Tantos encontros sucederam-se naquela década ao longo de aldeias variadas na área do Xingu. Em tantas outras áreas indígenas do país as mulheres e seus povos também se mobilizaram e constroem, dia a dia, um novo capítulo na história dos povos originários.

Em 2018, já fortalecidas, maduras e autônomas em associação de mulheres, em nota se manifestam agora:

 

Nota sobre a 5ª ASSEMBLEIA YAMURIKUMÃ das mulheres xinguanas.

 

 

 

Durante os dias 24 a 26 de janeiro de 2018 realizamos a 5ª Assembleia da Associação YAMURIKUMÃ das Mulheres Xinguanas na aldeia Moygu (Ikpeng), localizada no Território Indígena do Xingu (MT). Nossa assembleia contou com a participação de aproximadamente 100 indígenas das etnias: Ikpeng, Kamaiurá, Kaiabi, Kalapalo e Waujá. Além disso, também contamos com a participação e o apoio de representantes do Instituto Maíra e da Funai (CGPC e CR Xingu).

O tema escolhido para esta assembleia foi UNIÃO, não somente entre as mulheres, mas também entre os homens e entre os povos indígenas do nosso Xingu!

“Quando a gente se aproxima de outras mulheres a gente fala de união. A gente dá o exemplo pra não fazerem as coisas que a gente não gostaria que fizessem com a gente. A gente fala de respeito e, assim, a gente vai tentando trazer mais mulheres para o movimento. Que a mulher seja dona de sua própria historia. Cada mulher indígena tem sua história, mas quase ninguém conhece. Temos sonhos. Nós sofremos, mas não falamos muito do que sentimos. Estamos sempre caladas e cuidando das pessoas. E este é o nosso espaço onde falamos e nos sentimos à vontade e acolhidas. Este é o objetivo da associação Yamurikumã: unir as mulheres. Mesmo com tantas dificuldades a gente não abaixa a cabeça. Sempre sonhando. A gente tem que fazer o que a gente fala. Se falamos de respeito temos que respeitar. E queremos o respeito de outras mulheres e dos homens”. (Kuiaiú Yawalapiti)

A abertura da nossa assembleia foi um espaço que permitiu muita troca de conhecimentos. Muitas mulheres reafirmaram seu compromisso com a nossa luta e com a nossa associação. Estamos unidas e fortalecidas. “Nós mulheres temos que nos unir. Precisamos dessa união. Se a gente começar a se separar a gente vai se enfraquecer. E quando a gente se enfraquecer vamos dar mais motivos pros homens falarem mal. Pra não acontecer isso temos que nos fortalecer cada vez mais”. (Remiru Ikpeng)
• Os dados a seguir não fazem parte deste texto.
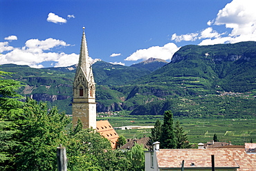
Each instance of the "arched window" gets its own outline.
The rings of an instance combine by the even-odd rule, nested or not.
[[[82,87],[80,87],[79,88],[79,96],[80,97],[83,97],[84,96],[84,89],[82,88]]]

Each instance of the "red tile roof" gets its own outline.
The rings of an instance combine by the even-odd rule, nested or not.
[[[211,168],[211,155],[214,155],[215,168],[239,168],[237,170],[256,170],[256,154],[248,154],[242,148],[223,149],[160,149],[156,157],[160,168],[181,167]],[[194,165],[192,165],[194,163]]]
[[[108,121],[96,121],[96,130],[111,141],[113,148],[116,148],[116,141],[119,136]]]

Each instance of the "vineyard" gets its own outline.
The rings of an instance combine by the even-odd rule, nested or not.
[[[163,121],[163,116],[129,116],[101,118],[108,119],[113,127],[125,125],[154,125],[155,121]],[[177,119],[174,118],[174,121]],[[192,143],[203,143],[212,140],[217,134],[219,141],[233,145],[244,145],[250,139],[256,142],[256,122],[255,119],[179,119]],[[140,139],[150,135],[150,129],[116,130],[119,135],[127,139]]]

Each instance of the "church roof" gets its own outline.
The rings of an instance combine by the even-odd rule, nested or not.
[[[113,128],[109,121],[96,121],[96,130],[104,137],[111,141],[111,147],[116,148],[116,141],[119,137],[116,130]]]
[[[87,43],[84,33],[84,28],[82,37],[82,42],[80,47],[80,54],[79,55],[79,62],[77,68],[81,68],[83,72],[85,74],[86,78],[89,77],[91,70],[91,64],[89,62],[89,57],[87,48]],[[77,70],[77,72],[79,70]],[[77,74],[77,73],[76,73]]]
[[[131,150],[131,148],[135,145],[136,143],[139,143],[139,144],[143,144],[145,148],[149,149],[150,146],[147,144],[149,140],[149,137],[143,137],[140,139],[127,139],[128,142],[124,144],[119,149]]]

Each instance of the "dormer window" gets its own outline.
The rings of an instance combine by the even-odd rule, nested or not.
[[[84,89],[82,86],[79,88],[79,96],[80,97],[84,96]]]

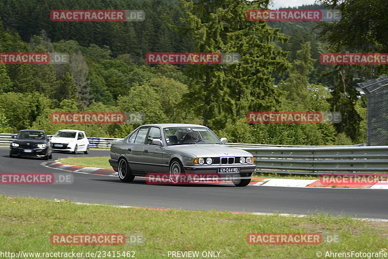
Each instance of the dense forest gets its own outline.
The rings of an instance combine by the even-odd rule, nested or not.
[[[61,125],[58,112],[141,112],[146,123],[205,125],[229,142],[365,142],[356,83],[384,65],[323,65],[325,52],[387,53],[386,0],[321,0],[338,22],[251,21],[269,0],[0,0],[0,52],[65,52],[63,65],[0,64],[0,132],[33,128],[123,137],[134,124]],[[356,5],[357,8],[355,6]],[[363,15],[357,8],[365,7]],[[142,10],[141,22],[54,22],[53,10]],[[377,14],[381,15],[374,15]],[[238,52],[220,65],[147,64],[149,52]],[[339,112],[337,124],[249,124],[249,112]]]

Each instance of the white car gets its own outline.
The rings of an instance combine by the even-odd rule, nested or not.
[[[75,130],[61,130],[51,138],[52,150],[70,151],[77,154],[79,152],[88,154],[89,140],[84,131]]]

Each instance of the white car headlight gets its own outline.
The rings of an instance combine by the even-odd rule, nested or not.
[[[211,164],[211,163],[213,162],[213,160],[211,159],[211,157],[208,157],[206,159],[206,163],[208,164]]]

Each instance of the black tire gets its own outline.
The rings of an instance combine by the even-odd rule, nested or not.
[[[86,150],[83,151],[83,153],[84,154],[86,154],[86,155],[87,155],[88,154],[89,154],[89,145],[88,145],[88,147],[86,147]]]
[[[132,174],[128,162],[124,158],[118,161],[118,178],[123,182],[131,182],[135,178],[135,176]]]
[[[76,145],[76,146],[74,147],[74,151],[73,151],[73,154],[74,155],[78,154],[78,146],[77,145]]]
[[[173,184],[184,184],[186,182],[185,169],[179,160],[175,159],[171,161],[168,172],[168,178]]]
[[[249,184],[249,183],[251,182],[251,179],[239,179],[232,180],[232,181],[236,186],[242,187]]]

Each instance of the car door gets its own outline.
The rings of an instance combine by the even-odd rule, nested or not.
[[[138,175],[145,174],[143,158],[143,150],[146,138],[147,136],[149,127],[141,128],[137,132],[133,143],[129,143],[131,138],[129,138],[129,143],[127,144],[126,154],[129,168],[133,174]],[[132,136],[131,136],[132,137]]]
[[[164,148],[163,146],[153,144],[154,139],[162,141],[161,129],[155,127],[150,128],[143,149],[143,160],[146,174],[163,172],[162,159]]]
[[[85,135],[81,132],[78,132],[78,136],[77,137],[77,145],[78,147],[78,150],[80,151],[85,151],[87,148],[87,144],[85,141]]]

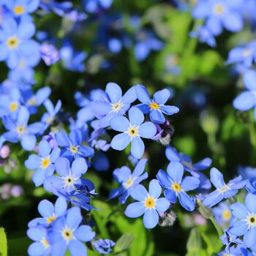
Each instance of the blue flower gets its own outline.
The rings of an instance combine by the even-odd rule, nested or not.
[[[247,111],[256,105],[256,72],[247,71],[244,75],[244,83],[246,91],[242,92],[233,101],[235,108],[241,111]],[[255,108],[256,118],[256,108]]]
[[[130,104],[135,101],[137,95],[134,87],[129,89],[124,96],[120,86],[115,83],[106,86],[103,100],[94,100],[91,103],[93,112],[100,118],[99,127],[107,127],[110,120],[117,116],[123,116]]]
[[[99,239],[92,242],[94,248],[100,254],[108,255],[112,252],[112,247],[116,244],[112,240],[110,239]]]
[[[95,232],[88,225],[80,225],[82,220],[80,208],[73,207],[68,210],[66,217],[59,217],[54,222],[50,236],[53,255],[64,256],[67,248],[72,256],[87,255],[83,242],[92,240]]]
[[[167,173],[159,170],[157,178],[161,186],[166,189],[164,194],[170,203],[176,203],[178,197],[182,207],[187,211],[194,211],[195,203],[186,192],[197,189],[200,181],[195,177],[182,178],[183,175],[183,165],[178,162],[173,161],[167,166]]]
[[[36,122],[28,125],[29,119],[29,113],[23,106],[20,108],[16,121],[13,121],[10,117],[4,117],[4,126],[9,132],[4,132],[3,136],[7,141],[14,143],[20,140],[22,148],[29,151],[36,146],[35,135],[43,132],[44,124]]]
[[[211,158],[206,157],[193,164],[189,156],[184,153],[178,152],[176,148],[170,146],[166,148],[165,155],[169,161],[179,162],[183,165],[185,170],[190,173],[194,177],[199,178],[200,188],[203,189],[211,189],[211,185],[209,179],[200,172],[211,166]]]
[[[196,19],[206,19],[206,26],[214,35],[222,32],[222,27],[231,32],[243,29],[241,9],[243,1],[200,0],[192,15]]]
[[[0,61],[6,61],[9,68],[17,67],[23,57],[39,53],[39,44],[31,39],[34,25],[23,19],[19,24],[9,18],[3,21],[0,29]]]
[[[164,47],[164,43],[148,30],[141,29],[136,34],[135,38],[135,53],[138,61],[145,60],[152,50],[159,50]]]
[[[246,187],[250,193],[256,195],[256,177],[250,178],[247,181]]]
[[[38,147],[39,156],[31,154],[25,161],[25,166],[29,170],[37,169],[33,174],[32,180],[36,187],[43,184],[45,178],[51,176],[55,170],[54,162],[59,157],[61,150],[56,148],[52,150],[47,140],[42,140]]]
[[[245,205],[235,203],[231,205],[232,213],[238,219],[229,230],[230,234],[244,236],[244,243],[247,247],[255,245],[256,241],[256,195],[247,194]]]
[[[31,227],[27,231],[30,239],[34,241],[28,249],[29,256],[49,255],[51,246],[48,230],[43,227]]]
[[[48,99],[44,102],[44,106],[47,110],[47,113],[45,113],[42,117],[41,121],[46,124],[47,126],[50,125],[53,121],[61,108],[61,102],[58,100],[56,105],[54,107],[52,102]]]
[[[230,224],[234,220],[230,206],[225,203],[221,203],[218,206],[213,208],[212,211],[219,225],[227,222]]]
[[[59,61],[59,50],[49,42],[44,42],[41,45],[40,55],[47,66],[50,66]]]
[[[36,218],[29,222],[29,227],[37,225],[49,226],[59,217],[66,214],[67,203],[66,199],[59,197],[55,205],[46,199],[42,200],[38,205],[38,211],[42,218]]]
[[[162,188],[156,179],[149,182],[148,192],[142,185],[138,185],[131,189],[131,196],[136,203],[129,204],[124,214],[129,218],[137,218],[144,214],[143,223],[146,228],[154,228],[159,221],[159,213],[166,211],[170,203],[165,197],[159,198]]]
[[[129,121],[124,116],[116,116],[111,119],[111,128],[116,131],[122,132],[113,138],[111,147],[121,151],[131,143],[131,154],[139,159],[145,150],[145,146],[140,137],[151,139],[157,132],[157,128],[149,121],[143,124],[144,115],[136,107],[130,108],[128,116]]]
[[[97,12],[102,9],[108,9],[110,7],[113,0],[83,0],[84,8],[86,12]]]
[[[244,47],[232,49],[228,53],[227,64],[241,64],[246,69],[250,68],[256,57],[256,41],[252,41]]]
[[[60,176],[53,176],[45,179],[45,184],[53,184],[53,187],[57,190],[61,189],[67,192],[75,190],[75,185],[80,184],[80,178],[87,171],[87,164],[83,158],[75,159],[70,168],[69,161],[65,157],[59,157],[55,161],[55,168],[56,173]]]
[[[8,0],[6,6],[15,16],[20,17],[34,12],[39,2],[39,0]]]
[[[208,207],[212,207],[219,203],[224,198],[229,198],[237,194],[238,189],[243,188],[246,181],[242,181],[241,176],[230,180],[226,184],[223,179],[223,175],[217,168],[211,169],[211,181],[217,188],[210,193],[203,201],[203,203]]]
[[[69,135],[63,130],[58,132],[56,140],[61,149],[61,157],[67,157],[72,160],[74,157],[92,157],[94,151],[89,146],[82,145],[82,134],[80,129],[74,129]]]
[[[150,98],[147,89],[143,86],[137,86],[136,92],[138,99],[142,102],[136,107],[139,108],[144,114],[149,113],[150,119],[154,123],[165,123],[165,118],[163,113],[173,115],[179,111],[177,107],[165,105],[170,97],[170,91],[167,89],[155,92],[153,99]]]
[[[123,166],[113,171],[113,174],[116,181],[121,184],[122,187],[111,190],[110,199],[118,197],[120,203],[125,203],[131,194],[132,188],[148,178],[148,173],[143,173],[147,161],[148,159],[140,159],[136,165],[132,173],[127,166]]]

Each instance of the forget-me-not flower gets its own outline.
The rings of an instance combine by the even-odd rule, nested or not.
[[[144,153],[145,146],[140,137],[151,139],[157,132],[156,126],[144,121],[144,115],[136,107],[132,107],[128,113],[129,121],[124,116],[116,116],[111,119],[110,127],[122,133],[116,135],[111,141],[111,147],[124,150],[131,143],[131,154],[140,158]]]
[[[166,211],[169,201],[160,197],[162,187],[157,179],[149,182],[148,192],[142,185],[138,185],[131,190],[131,196],[138,202],[129,204],[124,214],[129,218],[137,218],[144,214],[143,223],[146,228],[154,228],[159,221],[159,213]]]
[[[170,203],[176,203],[178,197],[182,207],[187,211],[193,211],[195,203],[186,192],[197,189],[200,181],[195,177],[183,178],[183,165],[173,161],[167,166],[167,173],[163,170],[159,170],[157,178],[161,186],[166,189],[164,194]]]
[[[98,116],[100,127],[107,127],[110,120],[117,116],[123,116],[130,104],[135,101],[137,94],[135,87],[129,89],[122,96],[121,87],[115,83],[108,83],[102,100],[94,100],[91,103],[92,111]]]
[[[78,207],[67,211],[67,217],[58,218],[53,225],[50,236],[53,255],[64,256],[67,248],[72,256],[87,255],[87,249],[83,242],[88,242],[95,236],[91,227],[80,223],[83,217]]]
[[[50,143],[44,140],[38,146],[39,155],[31,154],[25,161],[25,166],[29,170],[36,170],[32,180],[36,187],[43,184],[45,178],[51,176],[55,170],[54,162],[59,157],[59,148],[51,148]]]
[[[224,198],[229,198],[237,194],[238,189],[245,186],[246,181],[242,181],[241,176],[238,176],[225,184],[222,173],[214,167],[211,169],[211,182],[217,189],[208,194],[203,201],[203,203],[208,207],[212,207]]]
[[[164,124],[165,118],[163,113],[173,115],[179,111],[177,107],[165,105],[170,97],[170,91],[167,89],[155,92],[151,99],[145,86],[138,85],[135,89],[138,99],[142,102],[136,107],[139,108],[144,114],[149,113],[150,119],[153,122]]]
[[[29,119],[29,110],[23,106],[20,108],[16,121],[4,116],[3,124],[9,131],[4,132],[3,136],[7,141],[14,143],[20,141],[22,148],[29,151],[33,150],[36,146],[37,138],[35,135],[42,133],[45,126],[41,122],[28,125]]]
[[[232,213],[238,220],[233,223],[229,232],[237,236],[244,236],[244,243],[252,247],[256,241],[256,195],[247,194],[244,202],[245,205],[241,203],[231,205]]]
[[[118,197],[120,203],[125,203],[131,194],[132,188],[148,178],[148,173],[144,173],[147,161],[146,159],[140,159],[132,173],[127,166],[123,166],[113,171],[113,175],[115,179],[122,186],[110,191],[110,199]]]

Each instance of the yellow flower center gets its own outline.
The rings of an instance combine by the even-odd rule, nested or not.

Lutamos contra o preconceito e o machismo, por acesso à informação, alimentos saudáveis, proteção do meio ambiente e contra todas as formas de violência contra as mulheres. Na nossa assembleia celebramos o fato de que hoje, nós, mulheres xinguanas, conquistamos cada vez mais espaço nas decisões políticas. Capacitamos e informamos nossas associadas para que elas possam representar nossas demandas e lutar por um mundo melhor para todas e para todos.

Kaiulu Kamaiurá Trumai, atual Presidenta das Yamurikumã, falou firme sobre nossa associação: “Essa associação foi criada porque estávamos preocupadas com as mulheres nas aldeias, a associação não é minha, é das mulheres, é de vocês, eu fiz o mais difícil, só abri o caminho pra vocês, não é pra mim, é pra vocês. A associação ainda tem 7 anos, é uma menininha, bonitinha, mesmo ela criancinha, ela conseguiu gestar 3 vezes, o projeto aí que vocês viram prova que a Yamurikumã tem fruto. Ela é a única instituição que anda com as próprias pernas, têm parceiros, mas não tem alguém ali dizendo o que fazer, a gente caminha com as próprias pernas, mesmo não tendo treinamento enfrentamos esse desafio. A associação não pode acabar. Se estou fazendo uma má gestão então vocês tem que me tirar e colocar outra, eu não vou chorar. A associação é de vocês mulherada, não é minha. É isso mulherada, vamos seguir nosso coração e trilhar nosso próprio caminho. A associação não vai acabar e ainda vamos superar muitos desafios”.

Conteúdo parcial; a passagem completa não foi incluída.